Metadata-Version: 2.3
Name: grote
Version: 0.1.11
Summary: Groningen Translation Environment
License: Apache Software License 2.0
Keywords: translation environment,gradio
Author: Gabriele Sarti
Maintainer: Gabriele Sarti
Maintainer-email: gabriele.sarti996@gmail.com
Requires-Python: >=3.10,<3.12
Classifier: Development Status :: 3 - Alpha
Classifier: Intended Audience :: Science/Research
Classifier: License :: OSI Approved :: Apache Software License
Classifier: License :: Other/Proprietary License
Classifier: Operating System :: OS Independent
Classifier: Programming Language :: Python
Classifier: Programming Language :: Python :: 3
Classifier: Programming Language :: Python :: 3.10
Classifier: Programming Language :: Python :: 3.11
Classifier: Programming Language :: Python :: 3.8
Classifier: Programming Language :: Python :: 3.9
Classifier: Topic :: Scientific/Engineering :: Visualization
Provides-Extra: notebook
Requires-Dist: gradio (>=4.0,<5.0)
Requires-Dist: gradio_highlightedtextbox (>=0.0.13,<0.0.14)
Requires-Dist: ipykernel (>=6.19.2,<7.0.0) ; extra == "notebook"
Requires-Dist: ipywidgets (>=8.0.0rc2,<9.0.0) ; extra == "notebook"
Requires-Dist: jupyterlab (>=4.0.7,<5.0.0) ; extra == "notebook"
Requires-Dist: toml (>=0.10.2,<0.11.0)
Project-URL: Homepage, https://github.com/gsarti/grote
Project-URL: Repository, https://github.com/gsarti/grote
Description-Content-Type: text/markdown

# GroTE: Groningen Translation Environment 🐮

## Demo example

An online GroTE demo is available at [https://gsarti-grote.hf.space](https://gsarti-grote.hf.space). You can use `admin` as a login code, and upload one of the files in [assets/examples](assets/examples/en_it.txt) for the editing. The demo will log events to the repository [grote/grote-logs](https://huggingface.co/datasets/grote/grote-logs).

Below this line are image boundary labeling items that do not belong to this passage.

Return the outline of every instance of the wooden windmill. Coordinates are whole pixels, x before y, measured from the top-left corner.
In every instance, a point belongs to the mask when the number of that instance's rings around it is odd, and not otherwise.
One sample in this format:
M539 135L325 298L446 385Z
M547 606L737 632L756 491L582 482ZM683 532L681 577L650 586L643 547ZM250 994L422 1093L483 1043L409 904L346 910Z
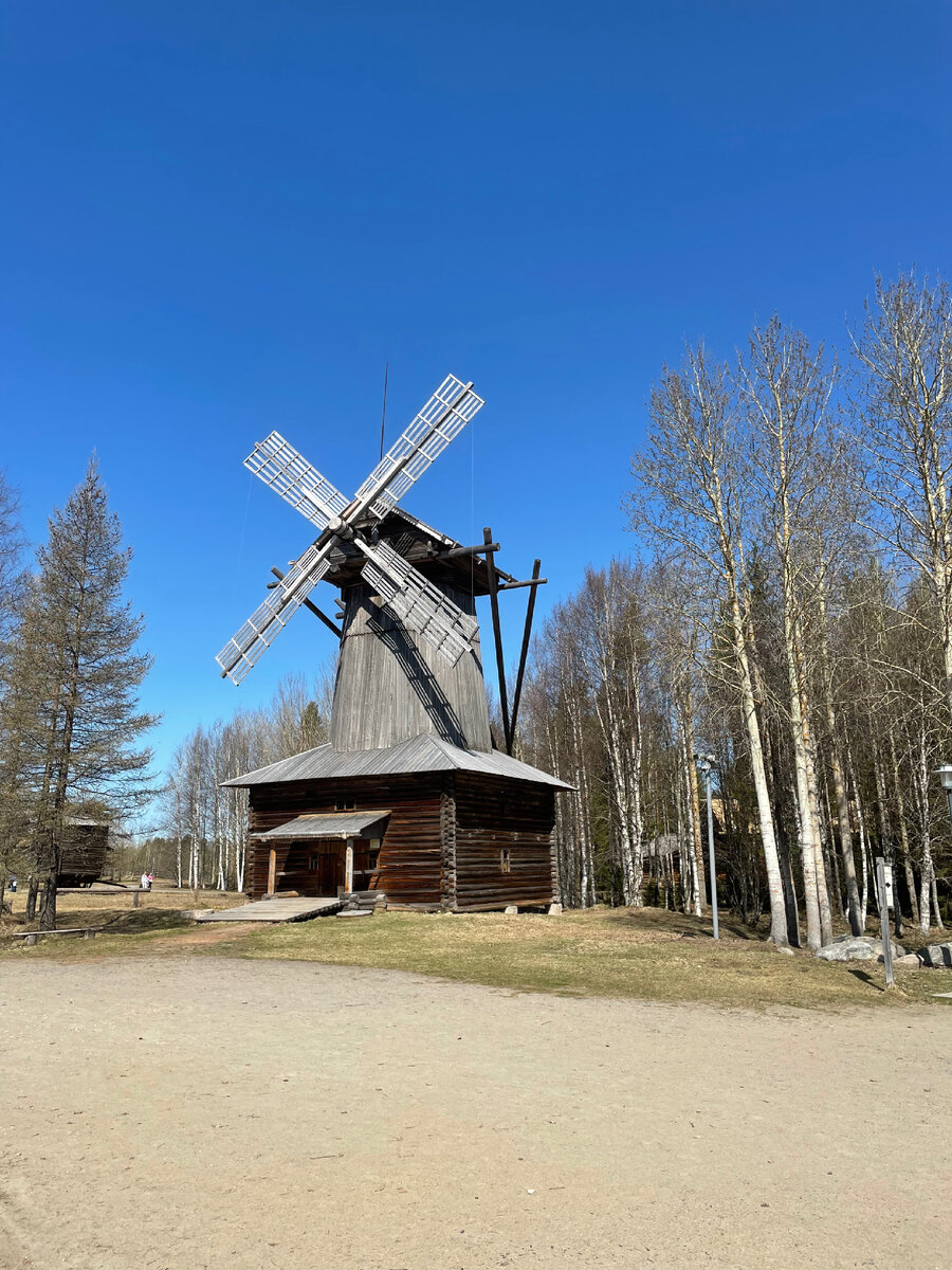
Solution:
M227 782L250 790L253 898L358 884L420 908L553 897L555 791L566 786L512 758L538 561L519 583L496 568L489 530L466 547L397 507L482 404L448 376L353 499L277 432L245 460L319 533L287 573L273 570L217 657L222 676L240 683L301 607L340 639L329 744ZM340 588L343 627L310 599L322 579ZM517 585L531 599L510 715L498 592ZM491 598L504 751L490 730L480 594Z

https://github.com/user-attachments/assets/e31d0841-a480-4013-9f9f-2ee8f3885fc5

## Running GroTE locally

1. Install requirements: `pip install -r requirements.txt`.
2. Make sure you have a local `npm` installation available to run the front-end.
3. Edit the [GroTE config](grote/config.yaml) to set your custom `login_codes` and `event_logs_hf_dataset_id`. By default, you will be able to access the demo using the `admin` code, and logs will be written to a local `logs` directory, and synchronized with a private `grote-logs` dataset on your user profile in the Hugging Face Hub.
4. Run `grote` in your command line to start the server. You will need a Hugging Face token with `Write` permissions to log edits.
5. Visit http://127.0.0.1:7860 to access the demo.
6. Enter your login code and load an example document from [assets/examples](assets/examples/en_it.txt).
7. Press "📝 Start" to begin editing the document.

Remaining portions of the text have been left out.